Extracting Structured Datasets for Systematic Strategies from Unstructured Textual Sources: Brain Alternative Datasets
Wed Jul 10 2024 by Francesco Cricchio and Matteo CampelloneNatural Language Processing (NLP) is a broad field that enables computers to process and analyze unstructured textual data. In this article, we present several proprietary Brain datasets derived from news articles, SEC regulatory filings, and earnings calls, along with case studies implemented in QuantRocket.
1. Introduction
In recent years, active investors have continuously sought additional sources of information on financial markets.
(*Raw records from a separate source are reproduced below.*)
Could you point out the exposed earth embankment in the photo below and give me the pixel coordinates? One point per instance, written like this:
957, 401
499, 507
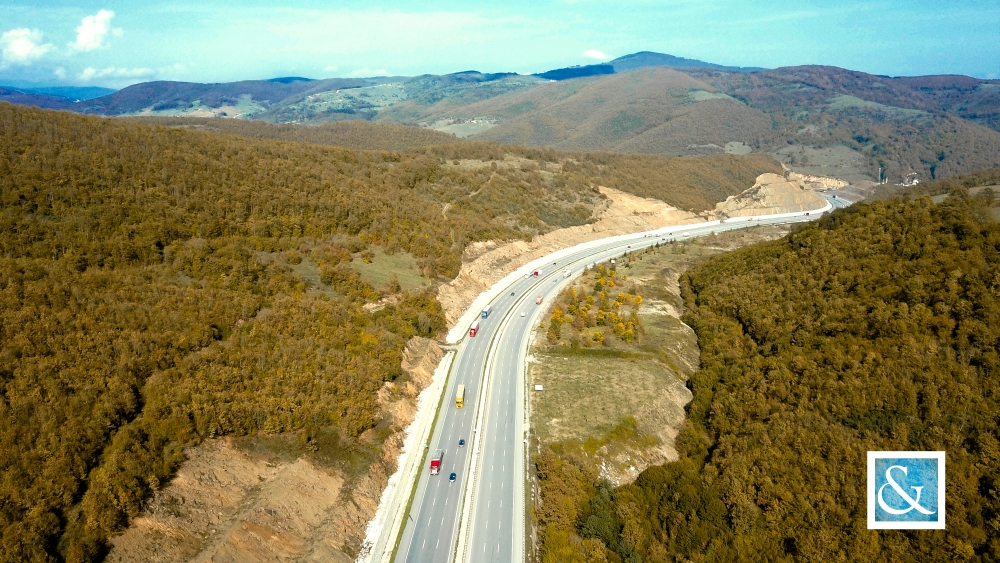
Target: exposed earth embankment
248, 499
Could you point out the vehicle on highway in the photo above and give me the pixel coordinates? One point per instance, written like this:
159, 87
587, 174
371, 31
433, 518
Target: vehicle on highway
436, 462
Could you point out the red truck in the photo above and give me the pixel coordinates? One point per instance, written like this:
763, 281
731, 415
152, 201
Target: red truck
436, 462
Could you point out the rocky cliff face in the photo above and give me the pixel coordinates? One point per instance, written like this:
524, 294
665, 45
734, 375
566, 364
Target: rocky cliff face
773, 193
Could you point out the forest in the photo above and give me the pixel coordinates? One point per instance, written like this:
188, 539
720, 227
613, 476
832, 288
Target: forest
874, 328
160, 286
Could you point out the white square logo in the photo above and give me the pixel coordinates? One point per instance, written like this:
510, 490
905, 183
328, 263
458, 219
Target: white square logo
906, 490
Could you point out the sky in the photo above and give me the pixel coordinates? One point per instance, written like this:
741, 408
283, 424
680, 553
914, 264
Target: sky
114, 44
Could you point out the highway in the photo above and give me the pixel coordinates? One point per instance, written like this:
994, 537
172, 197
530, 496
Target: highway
482, 519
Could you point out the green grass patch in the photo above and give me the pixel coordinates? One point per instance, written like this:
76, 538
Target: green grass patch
381, 267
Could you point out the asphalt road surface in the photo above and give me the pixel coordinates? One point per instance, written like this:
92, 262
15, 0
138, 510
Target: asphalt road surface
497, 530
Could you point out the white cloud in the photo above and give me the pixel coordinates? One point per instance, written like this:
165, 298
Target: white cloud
93, 30
91, 73
365, 72
22, 46
595, 54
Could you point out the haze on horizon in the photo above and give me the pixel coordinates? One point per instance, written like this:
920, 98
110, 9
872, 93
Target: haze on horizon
114, 43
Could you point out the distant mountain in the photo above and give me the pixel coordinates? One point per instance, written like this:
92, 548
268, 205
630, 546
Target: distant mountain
25, 97
71, 93
815, 119
648, 58
576, 72
256, 96
641, 59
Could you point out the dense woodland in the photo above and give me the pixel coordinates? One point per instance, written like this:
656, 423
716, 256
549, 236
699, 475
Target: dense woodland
873, 329
350, 134
159, 286
987, 177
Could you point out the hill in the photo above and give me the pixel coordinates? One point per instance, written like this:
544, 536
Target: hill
817, 120
250, 96
873, 329
23, 97
644, 59
159, 286
652, 110
359, 135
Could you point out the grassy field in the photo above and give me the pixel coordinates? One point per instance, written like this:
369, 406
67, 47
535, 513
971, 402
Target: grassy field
616, 404
379, 268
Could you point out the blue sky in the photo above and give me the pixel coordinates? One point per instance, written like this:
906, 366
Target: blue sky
114, 43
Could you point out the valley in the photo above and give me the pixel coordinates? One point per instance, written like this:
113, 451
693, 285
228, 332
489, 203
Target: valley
281, 283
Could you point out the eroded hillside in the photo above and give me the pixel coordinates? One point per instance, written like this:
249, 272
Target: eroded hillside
161, 287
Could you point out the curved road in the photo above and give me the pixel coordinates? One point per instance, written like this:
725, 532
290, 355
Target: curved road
492, 526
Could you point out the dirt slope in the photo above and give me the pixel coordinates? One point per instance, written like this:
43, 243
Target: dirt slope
488, 262
231, 504
773, 194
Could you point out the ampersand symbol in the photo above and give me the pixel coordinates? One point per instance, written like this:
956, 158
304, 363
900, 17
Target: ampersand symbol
913, 502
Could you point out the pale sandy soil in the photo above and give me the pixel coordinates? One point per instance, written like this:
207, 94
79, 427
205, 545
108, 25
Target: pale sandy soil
229, 505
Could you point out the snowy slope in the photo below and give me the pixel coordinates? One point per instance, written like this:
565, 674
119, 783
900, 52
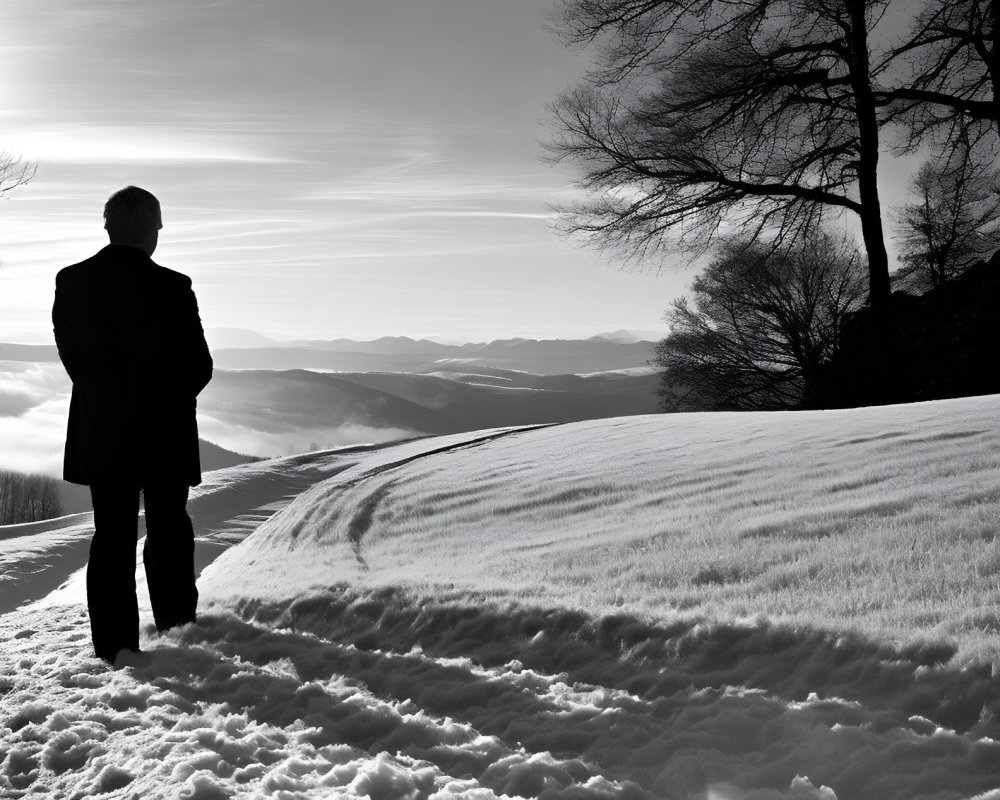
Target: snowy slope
692, 606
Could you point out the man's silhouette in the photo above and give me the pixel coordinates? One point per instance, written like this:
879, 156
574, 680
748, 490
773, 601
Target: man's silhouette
130, 338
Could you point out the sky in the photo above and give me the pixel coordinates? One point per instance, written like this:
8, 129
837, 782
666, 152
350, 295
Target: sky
325, 169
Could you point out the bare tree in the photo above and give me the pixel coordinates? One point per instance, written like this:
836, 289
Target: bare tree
14, 172
27, 498
952, 62
701, 116
759, 325
954, 221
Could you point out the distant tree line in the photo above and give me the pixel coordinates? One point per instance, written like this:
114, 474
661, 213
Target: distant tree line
745, 131
27, 498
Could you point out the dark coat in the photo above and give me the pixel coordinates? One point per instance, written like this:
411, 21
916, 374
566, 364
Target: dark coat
129, 335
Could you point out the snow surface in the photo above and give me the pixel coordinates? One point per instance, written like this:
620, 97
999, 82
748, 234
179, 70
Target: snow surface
463, 616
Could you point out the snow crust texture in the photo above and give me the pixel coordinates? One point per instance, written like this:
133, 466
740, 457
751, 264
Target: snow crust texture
696, 607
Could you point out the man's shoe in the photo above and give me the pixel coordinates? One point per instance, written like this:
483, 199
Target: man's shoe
131, 658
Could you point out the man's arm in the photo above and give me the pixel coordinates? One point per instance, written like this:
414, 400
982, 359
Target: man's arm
73, 337
198, 359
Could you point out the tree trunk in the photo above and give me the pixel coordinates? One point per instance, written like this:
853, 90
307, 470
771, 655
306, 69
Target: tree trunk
876, 375
993, 14
868, 146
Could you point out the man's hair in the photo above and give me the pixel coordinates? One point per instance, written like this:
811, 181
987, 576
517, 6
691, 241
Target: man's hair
131, 214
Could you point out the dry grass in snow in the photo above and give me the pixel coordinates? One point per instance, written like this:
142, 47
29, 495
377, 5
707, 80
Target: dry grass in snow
883, 521
706, 607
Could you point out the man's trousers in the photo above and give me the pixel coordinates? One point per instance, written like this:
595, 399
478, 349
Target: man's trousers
168, 556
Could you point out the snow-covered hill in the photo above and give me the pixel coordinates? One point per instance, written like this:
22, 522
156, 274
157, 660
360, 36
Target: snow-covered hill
725, 606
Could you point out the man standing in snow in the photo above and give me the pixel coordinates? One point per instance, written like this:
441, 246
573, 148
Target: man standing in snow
130, 337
Consequently, the number of alternative data providers and platforms that aggregate and integrate alternative data for asset managers has steadily increased, creating a large and diverse ecosystem.
The term "alternative data" has broadened to include a variety of sources, such as satellite imagery, credit card transactions, weather data, social media, news, and corporate documents. Essentially, alternative data encompasses all data that falls outside the realm of traditional financial and economic data, yet holds potential value for investment strategies.
A significant portion of the available alternative data is derived from textual documents using Natural Language Processing (NLP) tools, a rapidly advancing field. This document offers a general overview of Brain's approaches to creating alternative datasets based on various language metrics applied to textual documents, including news articles, SEC filings, and earnings call transcripts.
2. Sources of Textual Information
Newsflow Collection: Public news is a significant source of information. According to the efficient market hypothesis (EMH), public news should not be a useful trading source since its content is quickly reflected in market prices. However, EMH has been challenged since the 1980s, with studies highlighting inconsistencies between EMH and observed data. Recent research suggests these inconsistencies can be interpreted through order flow dynamics. Thus, changes in news flow may impact market trades and prices. Analyzing the correlation between sentiment changes in news and market performance is widely studied. Assessing the sentiment of news flow on individual assets by measuring aggregated sentiment, news volume, and related metrics can be valuable.
SEC Filings: Form 10-Ks and 10-Qs: Form 10-K (annual) and Form 10-Q (quarterly) filings required by the SEC are valuable information sources. These documents provide detailed information about a company's history, performance, and potential risks. Despite their public accessibility, studies suggest market inefficiencies in capturing the information due to increased complexity and length. Analysis of the past decade's 10-K filings shows trends of increasing document length, higher readability scores (indicating increased difficulty), and longer sentences.
Earnings Calls Transcripts: Earnings calls, where top executives present quarterly or annual results and future outlooks to analysts, media, and investors, are another vital information source. The last part of the call includes a Q&A session addressing specific relevant topics. Earnings calls are structured similarly for global stocks, unlike 10-K and 10-Q filings, which are US-specific. Studies highlight the value of earnings call content for investors. Various providers offer access to earnings call transcripts, using manual, software-assisted, or hybrid transcription processes, with availability ranging from minutes to hours after the event.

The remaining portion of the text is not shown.